Natali é colocada na cama, já havia melhorado, todos saem do quarto, mas Cristiano fica com ela:

– O que você acha que aconteceu? Joelma pergunta.

– Joelma, pode ser uma fraqueza, anemia faz isso. Seria bom ela ir ao médico pra examinar, somente os exames podem responder.

– Eu desconfio de algo, creio que você também...

– É uma possibilidade.

– Mas será? Ela sempre me conta tudo, acho que algo assim ela não me esconderia, conversamos muito sobre essas coisas.

– Deixe-a melhorar, daqui uns dois dias você conversa com ela, ela se abrirá com você. Também acho que vocês são muito amigas, tenho observado isso, se for mesmo isso que estamos pensando, outros sintomas virão, leve ela ao médico.

– Está bem, você sempre foi uma amiga, muito obrigado por ajudar. Se Deus quiser ela não está grávida, acho que ela não fez nada, acredito nisso.

– Seria bom mesmo, ela ainda é uma criança. Mas deve procurar um médico, as vezes um desmaio não é nada, mas outras vezes é indício de um problema.

– Obrigado, minha amiga, qualquer coisa eu te aviso.

– Certo, vou pra minha casa, precisando é só chamar.
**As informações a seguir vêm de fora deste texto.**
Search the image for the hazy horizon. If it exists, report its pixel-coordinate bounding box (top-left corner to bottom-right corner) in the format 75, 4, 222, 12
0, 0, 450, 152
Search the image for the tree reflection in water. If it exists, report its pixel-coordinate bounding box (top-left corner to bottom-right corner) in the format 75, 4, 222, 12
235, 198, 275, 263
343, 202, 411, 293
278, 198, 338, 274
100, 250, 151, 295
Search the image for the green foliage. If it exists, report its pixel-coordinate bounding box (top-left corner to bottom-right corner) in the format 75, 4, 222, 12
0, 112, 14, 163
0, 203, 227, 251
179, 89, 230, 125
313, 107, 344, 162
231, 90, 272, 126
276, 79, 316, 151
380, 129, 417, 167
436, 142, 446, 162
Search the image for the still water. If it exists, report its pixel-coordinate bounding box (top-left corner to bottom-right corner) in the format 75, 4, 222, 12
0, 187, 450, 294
Joelma fica só com os seus pensamentos, pensa numa suposta gravidez de Natali...isso não poderia ser verdade, se fosse, sua vida viraria um inferno, Edson não aceitaria de forma alguma. Ela se sente ansiosa, talvez, em desespero antecipado. Quando Natali melhorar, ela conversará com ela, pois, de alguma forma, terão de resolver esse suposto problema,

Ela pensa que Natali perderia o brilho da juventude, como ela própria perdeu quando ficou grávida, precocemente, de Natali. Torce para que não se confirme.

Natali conversa no quarto com Cristiano:

– Cristiano, você sabe que eu namoro escondido com o Daniel?

– Claro, aqui em casa só quem não sabe é meu pai, até Neiva que é voadora tá sabendo. Mas nós combinamos não contar nada para o meu pai e nem pra ninguém.

– Acho que alguma coisa aconteceu com Daniel, eu sinto isso.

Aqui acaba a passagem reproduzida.